No entanto, o existencialismo surge na teologia através das obras do luterano Kierkegaard, entretanto, o uso feito por Karl Barth em seu primeiro momento tem um impacto maior no pensamento teológico. O próprio Barth reconhece esta influência de Kierkegaard:

Se eu tenho um sistema, ele é limitado ao reconhecimento do que Kierkegaard chamou de “distinção qualitativa infinita” entre tempo e eternidade, e minha consideração como possuindo significado tanto negativo quanto positivo: “Deus está no céu e vós estais na terra”. A relação entre este Deus e este homem , e a relação entre este homem e este Deus é para mim o tema da Bíblia e a essência da filosofia.4

Na teologia de Barth, a tensão entre Deus e a humanidade conferiu-lhe o título de “Teologia Dialética” e “Teologia da Crise”. O termo “dialética” posiciona Barth dentro da esfera do método filosófico de Kierkegaard.5 Mais tarde, Barth descartou seu primeiro esforço na construção de uma teologia sistemática por considerá-la corrompida demais pela filosofia existencialista, quando desejava produzir uma teologia bíblica, absolutamente teológica e completamente livre da dependência de qualquer sistema de pensamento humano.6 Alguns elementos do existencialismo permanecem em seu pensamento apesar de tentar purgá-los, por exemplo, a alteridade de Deus em sua relação qualitativa infinita, a liberdade de um sistema filosófico humano, o conhecimento parcial ou fragmentado de Deus.7 Isso se verifica devido a tentativa de Barth de construir uma teologia completamente livre da teologia natural, da cultura e da filosofia neste segundo momento.

Além das propostas de Kierkegaard, Heidegger também causou certa influência na teologia, no entanto, esta influência se deu no campo dos estudos hermenêutico-teológicos. Thiselton explica que a hermenêutica de Heidegger deve ser compreendida através de três elementos. O primeiro é que o horizonte de compreensão do ser é o tempo. Heidegger afirma que “o tempo é o ponto de partida do qual a presença sempre compreende e interpreta implicitamente o ser. Por isso, deve-se mostrar e esclarecer, de modo genuíno, o tempo como horizonte de toda compreensão e interpretação do ser.”8 A historicidade é de suma importância para uma compreensão do objeto.

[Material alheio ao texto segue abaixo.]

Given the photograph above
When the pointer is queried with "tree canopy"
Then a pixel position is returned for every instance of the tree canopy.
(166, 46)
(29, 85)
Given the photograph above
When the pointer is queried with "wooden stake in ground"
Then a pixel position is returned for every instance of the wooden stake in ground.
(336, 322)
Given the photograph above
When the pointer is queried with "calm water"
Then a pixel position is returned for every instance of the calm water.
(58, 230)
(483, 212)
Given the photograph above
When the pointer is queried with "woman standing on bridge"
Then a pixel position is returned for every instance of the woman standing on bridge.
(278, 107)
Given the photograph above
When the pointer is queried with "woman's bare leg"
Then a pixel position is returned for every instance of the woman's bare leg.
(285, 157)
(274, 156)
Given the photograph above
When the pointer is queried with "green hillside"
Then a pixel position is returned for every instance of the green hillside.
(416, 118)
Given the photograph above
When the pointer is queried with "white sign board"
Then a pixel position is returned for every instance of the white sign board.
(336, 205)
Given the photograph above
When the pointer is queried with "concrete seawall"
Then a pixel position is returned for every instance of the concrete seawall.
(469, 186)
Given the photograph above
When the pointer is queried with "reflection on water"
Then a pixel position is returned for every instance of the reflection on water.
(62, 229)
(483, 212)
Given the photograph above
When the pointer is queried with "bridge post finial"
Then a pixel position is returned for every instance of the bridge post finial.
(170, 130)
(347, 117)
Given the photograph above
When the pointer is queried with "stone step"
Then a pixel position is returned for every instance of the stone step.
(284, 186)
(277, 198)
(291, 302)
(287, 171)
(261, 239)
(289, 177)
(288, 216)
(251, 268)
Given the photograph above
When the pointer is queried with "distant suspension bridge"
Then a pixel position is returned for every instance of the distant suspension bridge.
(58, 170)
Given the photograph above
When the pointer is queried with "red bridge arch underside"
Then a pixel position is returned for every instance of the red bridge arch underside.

A análise é sempre condicionada pelo tempo.

O segundo é a distinção aguda feita entre as categorizações científicas e a caracterização existencial da vida humana. Para Heidegger, a pesquisa científica faz um trabalho ingênuo, não sendo justa ao caráter mais íntimo da existência, por isso precisam ser diferenciadas em suas buscas. Ele afirma que a “pesquisa científica realiza de maneira ingênua e a grosso modo, um primeiro levantamento e uma primeira fixação dos setores dos objetos. A elaboração do setor em suas estruturas fundamentais já foi, de certo modo, efetuada pela experiência e interpretação pré-científica da região do ser que delimita o próprio setor de objetos.”9 Enquanto isso, a presença para que seja compreendida, precisa ser apreendida por ela mesma em sua existência, pois é esta existencialidade que caracteriza a constituição ontológica de um ente que existe.  Heidegger coloca que

A presença sempre se compreende a si mesma a partir de sua existência, de uma possibilidade própria de ser ou não ser ela mesma. Essas possibilidades são ou escolhidas pela própria presença ou um meio em que ela caiu ou já sempre nasceu e cresceu. No modo de assumir-se ou perder-se, a existência só se decide a partir de cada presença em si mesma. A questão da existência sempre só poderá ser esclarecida pelo próprio existir.11

Para Heidegger, as descrições implicam em objetivação e objetivação leva a despersonalização.12 “A pessoa não é uma coisa, uma substância, um objeto”, afirma ele.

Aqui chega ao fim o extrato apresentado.